2月25日のリーグカップ決勝後、チェルシーのマウリシオ・ポチェッティーノ監督はそそくさと貴賓席から降りていった。オーナーのトッド・ベーリーとは視線すら合わさず、完全に無視していたようにも映った。
気が付かなったはずはない。ベーリー以外の人間とは挨拶したり、ハグしたりしていた。ふたりの関係はぎくしゃくしているようだ。
さて、ベーリーはみずからの哲学を絶対に曲げないトマス・トゥヘルを解雇し、比較的おとなしいといわれるグレアム・ポッターを後釜に据えた。それでもチーム事情は改善せず、監督として失敗続きのフランク・ランパードを暫定的に起用。昨シーズンは12位に沈んでいる。
捲土重来を期した今シーズンは、サウサンプトンやトッテナム、パリ・サンジェルマンなどで一定の成績を残したポチェッティーノを新監督に迎え、チャンピオンズリーグ出場権奪還を最大目標に掲げていた。
26試合を消化した時点で、4位アストンヴィラとは17ポイント差の11位。本来、あるべき立ち位置に戻るのはもはや不可能に近い。

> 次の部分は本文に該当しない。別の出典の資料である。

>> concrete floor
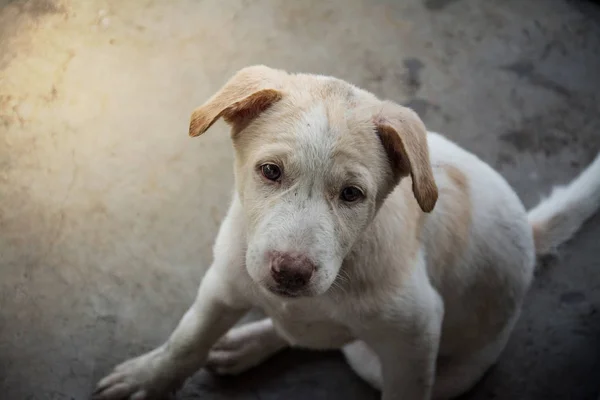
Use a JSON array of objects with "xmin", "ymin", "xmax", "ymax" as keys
[{"xmin": 0, "ymin": 0, "xmax": 600, "ymax": 400}]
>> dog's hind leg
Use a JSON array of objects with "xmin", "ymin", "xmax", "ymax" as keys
[{"xmin": 206, "ymin": 318, "xmax": 288, "ymax": 375}]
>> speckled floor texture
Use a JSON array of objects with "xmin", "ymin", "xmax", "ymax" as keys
[{"xmin": 0, "ymin": 0, "xmax": 600, "ymax": 400}]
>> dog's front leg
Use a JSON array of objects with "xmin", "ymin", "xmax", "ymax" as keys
[
  {"xmin": 93, "ymin": 267, "xmax": 248, "ymax": 400},
  {"xmin": 93, "ymin": 202, "xmax": 251, "ymax": 400},
  {"xmin": 359, "ymin": 282, "xmax": 443, "ymax": 400}
]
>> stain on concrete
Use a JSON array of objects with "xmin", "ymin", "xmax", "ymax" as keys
[
  {"xmin": 560, "ymin": 291, "xmax": 586, "ymax": 305},
  {"xmin": 495, "ymin": 151, "xmax": 516, "ymax": 168},
  {"xmin": 403, "ymin": 58, "xmax": 425, "ymax": 95},
  {"xmin": 404, "ymin": 97, "xmax": 440, "ymax": 118},
  {"xmin": 499, "ymin": 98, "xmax": 600, "ymax": 159},
  {"xmin": 502, "ymin": 60, "xmax": 571, "ymax": 98},
  {"xmin": 424, "ymin": 0, "xmax": 459, "ymax": 11}
]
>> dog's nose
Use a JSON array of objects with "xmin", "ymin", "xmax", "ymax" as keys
[{"xmin": 271, "ymin": 253, "xmax": 315, "ymax": 291}]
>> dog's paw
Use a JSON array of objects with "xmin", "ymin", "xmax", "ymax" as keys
[
  {"xmin": 206, "ymin": 322, "xmax": 280, "ymax": 375},
  {"xmin": 92, "ymin": 348, "xmax": 177, "ymax": 400}
]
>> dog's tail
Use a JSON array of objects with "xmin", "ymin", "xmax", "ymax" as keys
[{"xmin": 527, "ymin": 154, "xmax": 600, "ymax": 256}]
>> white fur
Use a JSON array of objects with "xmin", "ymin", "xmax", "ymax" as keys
[
  {"xmin": 95, "ymin": 69, "xmax": 600, "ymax": 400},
  {"xmin": 528, "ymin": 156, "xmax": 600, "ymax": 255}
]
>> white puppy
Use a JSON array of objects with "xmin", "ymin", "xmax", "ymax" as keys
[{"xmin": 94, "ymin": 66, "xmax": 600, "ymax": 400}]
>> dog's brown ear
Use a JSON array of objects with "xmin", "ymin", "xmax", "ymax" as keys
[
  {"xmin": 374, "ymin": 102, "xmax": 438, "ymax": 212},
  {"xmin": 190, "ymin": 65, "xmax": 285, "ymax": 136}
]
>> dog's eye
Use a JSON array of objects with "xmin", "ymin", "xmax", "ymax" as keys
[
  {"xmin": 260, "ymin": 164, "xmax": 281, "ymax": 181},
  {"xmin": 340, "ymin": 186, "xmax": 363, "ymax": 203}
]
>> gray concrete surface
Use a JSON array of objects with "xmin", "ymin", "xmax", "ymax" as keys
[{"xmin": 0, "ymin": 0, "xmax": 600, "ymax": 400}]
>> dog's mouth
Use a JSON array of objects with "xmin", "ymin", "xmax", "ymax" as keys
[{"xmin": 267, "ymin": 286, "xmax": 306, "ymax": 299}]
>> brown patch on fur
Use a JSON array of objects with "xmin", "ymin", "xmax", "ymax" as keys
[
  {"xmin": 189, "ymin": 66, "xmax": 285, "ymax": 137},
  {"xmin": 374, "ymin": 102, "xmax": 438, "ymax": 212}
]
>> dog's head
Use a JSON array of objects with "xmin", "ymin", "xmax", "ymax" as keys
[{"xmin": 190, "ymin": 66, "xmax": 437, "ymax": 297}]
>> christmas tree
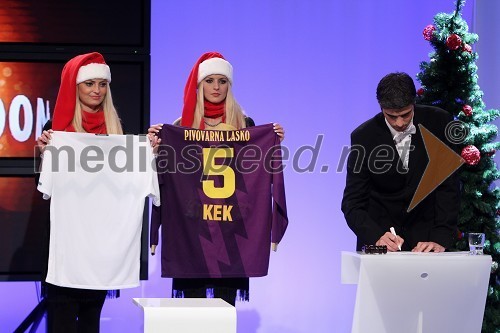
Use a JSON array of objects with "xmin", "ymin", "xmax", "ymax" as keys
[{"xmin": 417, "ymin": 0, "xmax": 500, "ymax": 333}]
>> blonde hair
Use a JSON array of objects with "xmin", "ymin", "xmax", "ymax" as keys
[
  {"xmin": 72, "ymin": 84, "xmax": 123, "ymax": 134},
  {"xmin": 192, "ymin": 81, "xmax": 246, "ymax": 129}
]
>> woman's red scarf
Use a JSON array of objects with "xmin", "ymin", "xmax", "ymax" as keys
[
  {"xmin": 200, "ymin": 100, "xmax": 226, "ymax": 129},
  {"xmin": 65, "ymin": 109, "xmax": 107, "ymax": 134}
]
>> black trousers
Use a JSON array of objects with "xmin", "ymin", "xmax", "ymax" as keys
[{"xmin": 46, "ymin": 284, "xmax": 107, "ymax": 333}]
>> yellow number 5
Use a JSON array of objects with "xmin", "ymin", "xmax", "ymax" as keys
[{"xmin": 202, "ymin": 148, "xmax": 236, "ymax": 199}]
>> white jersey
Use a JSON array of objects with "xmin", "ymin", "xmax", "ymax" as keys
[{"xmin": 38, "ymin": 131, "xmax": 160, "ymax": 290}]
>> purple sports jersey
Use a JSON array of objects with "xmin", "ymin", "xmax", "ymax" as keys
[{"xmin": 151, "ymin": 124, "xmax": 288, "ymax": 278}]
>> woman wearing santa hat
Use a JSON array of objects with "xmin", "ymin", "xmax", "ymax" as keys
[
  {"xmin": 148, "ymin": 52, "xmax": 285, "ymax": 305},
  {"xmin": 37, "ymin": 52, "xmax": 123, "ymax": 333}
]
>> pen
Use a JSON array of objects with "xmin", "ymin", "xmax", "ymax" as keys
[{"xmin": 389, "ymin": 227, "xmax": 401, "ymax": 251}]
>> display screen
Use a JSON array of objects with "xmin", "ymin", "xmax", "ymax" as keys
[
  {"xmin": 0, "ymin": 177, "xmax": 49, "ymax": 280},
  {"xmin": 0, "ymin": 54, "xmax": 150, "ymax": 281},
  {"xmin": 0, "ymin": 59, "xmax": 149, "ymax": 159},
  {"xmin": 0, "ymin": 0, "xmax": 150, "ymax": 53}
]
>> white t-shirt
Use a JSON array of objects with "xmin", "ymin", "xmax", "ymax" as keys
[{"xmin": 38, "ymin": 131, "xmax": 160, "ymax": 290}]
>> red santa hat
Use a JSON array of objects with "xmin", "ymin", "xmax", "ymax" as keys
[
  {"xmin": 52, "ymin": 52, "xmax": 111, "ymax": 131},
  {"xmin": 181, "ymin": 52, "xmax": 233, "ymax": 127}
]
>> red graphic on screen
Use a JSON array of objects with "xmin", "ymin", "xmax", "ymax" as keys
[{"xmin": 0, "ymin": 62, "xmax": 62, "ymax": 157}]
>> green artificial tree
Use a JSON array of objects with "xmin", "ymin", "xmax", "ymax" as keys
[{"xmin": 417, "ymin": 0, "xmax": 500, "ymax": 333}]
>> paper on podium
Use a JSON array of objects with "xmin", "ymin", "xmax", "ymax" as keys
[{"xmin": 341, "ymin": 252, "xmax": 491, "ymax": 333}]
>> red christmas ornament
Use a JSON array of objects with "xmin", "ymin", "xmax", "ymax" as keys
[
  {"xmin": 446, "ymin": 34, "xmax": 462, "ymax": 50},
  {"xmin": 422, "ymin": 24, "xmax": 436, "ymax": 41},
  {"xmin": 462, "ymin": 104, "xmax": 472, "ymax": 117},
  {"xmin": 462, "ymin": 44, "xmax": 472, "ymax": 53},
  {"xmin": 460, "ymin": 145, "xmax": 481, "ymax": 165}
]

不振の最大要因はけが人続出に尽きる。一時は14人もの選手が戦線を離脱した。現時点でもクリストファー・エンクンク、リース・ジェイムズ、ウェズレイ・フォファナ、ベノワ・バディアシル、カーニー・チュクウェメカ、ロメオ・ラヴィア、レズリー・ウゴチュクの7選手は、週末のブレントフォード戦に間に合いそうもない。
また、当コラムや解説などで何度も繰り返し指摘しているように、年齢的バランスが悪いため、窮地に立たされるとパニックに陥る。
この、絶望的なアンバランスを招いたのがボーリーである。基本軸を若手の才能に置きすぎた。スピードやテクニックに長けていても、経験不足は否めない。
先行されたり、1点差に追いつかれたりするだけで慌てふためく。大ベテランのチアゴ・シウバが後方から指示を送っても、崩れたリズムは取り戻せない。